ANWAG has serious concerns about the role the signing statement has played in implementing Part E of EEOICPA. This signing statement, coupled with the OMB "passback memo" which contained suggestions for controlling the growth in costs for special exposure cohorts, leads us to believe that the true intent of the Administration may be to limit liability and not compensate the sick workers.
It has been two years since this amendment as part of the Defense Authorization Act was passed and the final rule for Part E has still not been released by OMB. ANWAG calls upon Congress not to wait until the final rule but to immediately hold hearings to investigate if DOL’s program is following the intent of Congress and the spirit and letter of the law.
"Congress acknowledged that '...state workers' compensation programs do not provide a uniform means of ensuring adequate compensation for the types of occupational illness...that relate' to nuclear weapons workers," stated Terrie Barrie of GOSW. "So why did DOL decide to model this compensation program after a system proven not to work for these claimants? Is it because of the Presidential signing statement? The signing statement is not the law".
"EEOICPA was passed so the workers would not need to face the problems associated with individual states’ systems," says Janet Michel of CHE. "DOL has ensured that the claimants' vision of a timely, fair program will not be fulfilled."
"Due to the classified nature of the work at the Department of Energy sites, monitoring of radiation and toxic exposure was found to be lacking. The records required to make a standard workers' compensation claim do not exist," says Angleque Bryson of GOSW. "Therefore, it is impossible for the former workers to have the same due process afforded to other workers."

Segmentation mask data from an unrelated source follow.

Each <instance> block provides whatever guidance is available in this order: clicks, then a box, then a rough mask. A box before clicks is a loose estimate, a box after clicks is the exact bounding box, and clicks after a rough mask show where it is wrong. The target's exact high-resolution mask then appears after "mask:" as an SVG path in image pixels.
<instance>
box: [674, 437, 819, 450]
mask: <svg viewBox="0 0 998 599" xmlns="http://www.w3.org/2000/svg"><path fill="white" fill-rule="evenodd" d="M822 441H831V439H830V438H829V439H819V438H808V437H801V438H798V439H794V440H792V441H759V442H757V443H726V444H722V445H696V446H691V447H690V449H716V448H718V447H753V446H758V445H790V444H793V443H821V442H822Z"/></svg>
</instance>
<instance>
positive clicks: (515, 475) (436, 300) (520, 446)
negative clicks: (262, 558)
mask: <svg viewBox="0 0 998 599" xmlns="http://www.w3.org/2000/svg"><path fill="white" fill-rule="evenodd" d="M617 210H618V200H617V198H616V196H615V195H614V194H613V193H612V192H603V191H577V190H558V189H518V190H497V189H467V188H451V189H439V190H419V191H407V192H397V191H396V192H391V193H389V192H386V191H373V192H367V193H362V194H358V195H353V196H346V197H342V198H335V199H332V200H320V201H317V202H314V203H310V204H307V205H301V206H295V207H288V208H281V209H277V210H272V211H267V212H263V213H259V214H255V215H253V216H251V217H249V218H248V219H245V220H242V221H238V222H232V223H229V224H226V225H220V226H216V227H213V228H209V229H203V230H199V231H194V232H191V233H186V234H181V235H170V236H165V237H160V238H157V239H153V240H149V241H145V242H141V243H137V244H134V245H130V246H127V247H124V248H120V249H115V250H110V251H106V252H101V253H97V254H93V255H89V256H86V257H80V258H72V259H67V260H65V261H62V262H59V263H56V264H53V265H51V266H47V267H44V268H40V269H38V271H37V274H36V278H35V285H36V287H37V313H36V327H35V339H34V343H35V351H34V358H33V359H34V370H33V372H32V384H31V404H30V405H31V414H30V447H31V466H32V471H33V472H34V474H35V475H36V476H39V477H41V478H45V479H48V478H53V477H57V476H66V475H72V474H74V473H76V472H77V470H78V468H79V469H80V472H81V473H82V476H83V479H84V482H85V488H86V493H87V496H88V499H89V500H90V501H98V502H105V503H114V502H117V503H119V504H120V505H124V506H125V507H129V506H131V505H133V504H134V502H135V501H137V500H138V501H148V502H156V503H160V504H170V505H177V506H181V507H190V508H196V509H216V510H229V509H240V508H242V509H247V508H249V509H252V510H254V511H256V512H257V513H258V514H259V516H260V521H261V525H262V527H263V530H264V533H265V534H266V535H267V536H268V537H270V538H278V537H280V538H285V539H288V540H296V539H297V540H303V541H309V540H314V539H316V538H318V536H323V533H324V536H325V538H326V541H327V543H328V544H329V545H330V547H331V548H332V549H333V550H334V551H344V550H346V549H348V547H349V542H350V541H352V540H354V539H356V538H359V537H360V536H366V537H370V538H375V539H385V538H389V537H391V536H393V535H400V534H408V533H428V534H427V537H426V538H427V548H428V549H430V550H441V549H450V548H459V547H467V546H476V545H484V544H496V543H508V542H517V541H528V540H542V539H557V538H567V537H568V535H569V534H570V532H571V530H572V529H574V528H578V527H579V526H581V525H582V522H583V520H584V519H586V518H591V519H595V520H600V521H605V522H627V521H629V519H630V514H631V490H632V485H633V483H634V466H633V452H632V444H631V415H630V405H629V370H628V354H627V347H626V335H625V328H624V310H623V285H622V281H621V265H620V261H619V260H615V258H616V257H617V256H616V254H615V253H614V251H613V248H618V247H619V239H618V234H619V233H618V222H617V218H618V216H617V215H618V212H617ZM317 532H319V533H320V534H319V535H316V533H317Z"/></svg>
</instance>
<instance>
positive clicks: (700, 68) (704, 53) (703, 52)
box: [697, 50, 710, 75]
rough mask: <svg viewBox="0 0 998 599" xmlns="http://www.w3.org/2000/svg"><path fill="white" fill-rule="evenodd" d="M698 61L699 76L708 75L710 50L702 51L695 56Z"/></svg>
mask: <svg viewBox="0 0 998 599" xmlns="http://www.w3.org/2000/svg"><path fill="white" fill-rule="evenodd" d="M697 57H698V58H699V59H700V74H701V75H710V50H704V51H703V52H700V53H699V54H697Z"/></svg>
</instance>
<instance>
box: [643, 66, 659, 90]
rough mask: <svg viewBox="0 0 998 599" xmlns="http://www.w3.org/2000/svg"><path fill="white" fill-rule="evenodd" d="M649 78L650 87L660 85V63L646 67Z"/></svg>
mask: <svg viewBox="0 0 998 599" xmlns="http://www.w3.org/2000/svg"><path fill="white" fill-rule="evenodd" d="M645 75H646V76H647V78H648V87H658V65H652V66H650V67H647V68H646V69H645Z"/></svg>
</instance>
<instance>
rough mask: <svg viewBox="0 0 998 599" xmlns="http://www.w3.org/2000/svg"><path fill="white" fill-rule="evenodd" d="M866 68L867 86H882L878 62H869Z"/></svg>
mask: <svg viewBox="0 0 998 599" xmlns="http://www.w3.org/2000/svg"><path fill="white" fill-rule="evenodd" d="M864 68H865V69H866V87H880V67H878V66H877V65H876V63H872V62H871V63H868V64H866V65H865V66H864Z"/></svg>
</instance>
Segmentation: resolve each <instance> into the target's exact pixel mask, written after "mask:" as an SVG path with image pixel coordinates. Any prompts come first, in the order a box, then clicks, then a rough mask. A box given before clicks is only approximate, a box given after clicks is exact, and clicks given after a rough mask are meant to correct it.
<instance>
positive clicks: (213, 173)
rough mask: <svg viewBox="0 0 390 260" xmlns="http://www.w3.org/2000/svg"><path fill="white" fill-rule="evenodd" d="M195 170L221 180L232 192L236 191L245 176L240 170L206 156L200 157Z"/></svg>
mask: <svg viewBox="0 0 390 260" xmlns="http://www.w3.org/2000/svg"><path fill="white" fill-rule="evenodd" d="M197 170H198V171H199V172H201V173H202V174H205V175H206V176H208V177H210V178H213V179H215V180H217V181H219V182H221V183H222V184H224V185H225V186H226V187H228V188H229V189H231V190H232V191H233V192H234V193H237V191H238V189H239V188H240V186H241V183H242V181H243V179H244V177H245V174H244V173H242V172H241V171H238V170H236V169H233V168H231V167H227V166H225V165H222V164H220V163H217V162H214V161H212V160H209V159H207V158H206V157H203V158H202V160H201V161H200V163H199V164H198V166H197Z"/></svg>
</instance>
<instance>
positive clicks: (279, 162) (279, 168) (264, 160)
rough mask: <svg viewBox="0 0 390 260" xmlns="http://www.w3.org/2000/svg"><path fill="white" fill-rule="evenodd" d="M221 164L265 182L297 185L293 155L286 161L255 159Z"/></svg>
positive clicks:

"In March of 2001, DOE released the National Economic Council report, which concluded that state workers' compensation system would not be a fair and just means of compensation for the deserving Cold War warriors," stated Janine Anderson of CHE. "Mr. Peter Turcic, the director of this program, was a member of that council. And now he's saying that this will work? The latest statistics we have is that 444 wage loss claims and 121 impairment claims have been paid to living workers in two years. I don't call that working."